Care Home Fees and costs: Planning ahead

What plans have you got in place to protect you and your loved ones against the rising costs of Care Home Fees?

By Taylor Patterson.

With the impending changes in legislation via the Care Act 2014, many individuals are starting to put plans in place to protect against the rising costs of care.

What could be excluded from a local government care home fee assessment?

If ownership of an individual’s home is already converted to ‘Tenants In Common’ i.e. well in advance of any care home fee assessment, the entire value could be excluded from any care home means test.

Under a ‘tenants in common’ agreement at the time of first death, typically half of the property is passed in to trust for the benefit of another family member. If the surviving spouse subsequently requires care, they legally own only half of the property. The remaining half share won’t have a value as it’s unlikely that someone would purchase a 50% share in a residential property. The house value could therefore be excluded from a care means testing assessment.

In the event that both spouses were alive and one individual went in to care, local authorities cannot include the value of the house for care home means testing regardless of how tenancy is arranged.

Making gifts either outright or in to a trust theoretically results in the exclusion of this gift from any care home fee assessment. Gifting money in to a lifetime trust and surviving 7 years can protect assets from Inheritance Tax; a potential downside being that the individual making the gift can no longer benefit from the asset/s.

It could be valuable for individuals to hold on to any existing Investment Bonds i.e. spending other investments in the first instance. Investment Bonds are often excluded from a care home fee assessment.

Are these measures risk free?

No, the above measures come with a big risk warning.

‘Deliberate Deprivation’ laws exist to ensure that individuals do not abuse the system. Regulation is based around the ‘timing’ of the planning action taken and the ‘motive’ behind any action.

If an individuals ‘motive’ behind any care home planning measure was to deliberately reduce (deprive) the value of their wealth for care home fee assessment purposes and/or the ‘timing’ of any actions provides evidence that wealth is being deliberately reduced (deprived), local authorities can include the value of these assets for means testing purposes.

What are the risk free ways to plan for Care Home Fees?

Setting up a ‘Power of Attorney’ allows trusted individuals to make appropriate decisions re. health/welfare and/or financial decisions. Wise decisions can ultimately increase the sustainability of wealth.

With care home fee planning in mind, Taylor Patterson’s Strategic Financial Planning offers cash flow modelling in order that an investment portfolio can be implemented which focuses upon the sustainability of wealth.

In a poor interest rate environment, an investment portfolio could help cover care home fee shortfalls.

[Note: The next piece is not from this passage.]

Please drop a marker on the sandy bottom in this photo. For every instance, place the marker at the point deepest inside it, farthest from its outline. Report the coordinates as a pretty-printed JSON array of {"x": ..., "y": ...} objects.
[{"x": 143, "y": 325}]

Whilst investment portfolios should only be considered for a minimum term of 5 years, it is becoming more prevalent that individuals live in residential care for periods of time which extend beyond 5 years.

The Care Act 2014 proposes that everyone can take advantage of deferred payment schemes. Individuals will not be forced to sell their home to cover care costs until after their death. Therefore the main residence could be used to produce a rental income which could be contributed towards care home fees.

Individuals should take guidance to ensure that they’re claiming all benefits that they’re entitled to e.g. attendance allowance and council tax exemptions. This will help protect the individual from spending down their own savings as rapidly.

Individuals may be eligible for grants to convert their living space or get a contribution towards equipment that might allow individuals to remain independent for longer.

Given the proposed cap on care costs, individuals should consider an early local authority assessment. The calculation regarding the care cap doesn’t commence until individuals have been assessed as having met threshold criteria.

Individuals could pre-pay for their funeral. If assets reduce to £17,000 under proposals laid out in the Care Act 2014, individuals wouldn’t be liable to any costs. Buying a pre-paid funeral plan in advance means that individuals can always leave a net legacy of at least £17,000.

Final Thought When considering care home fee planning, individuals need to take all of the help, guidance and advice available. This could result in the sustainability of funds ensuring that people can leave a legacy for their loved ones. It will also minimise the risk of falling foul of deliberate deprivation legislation.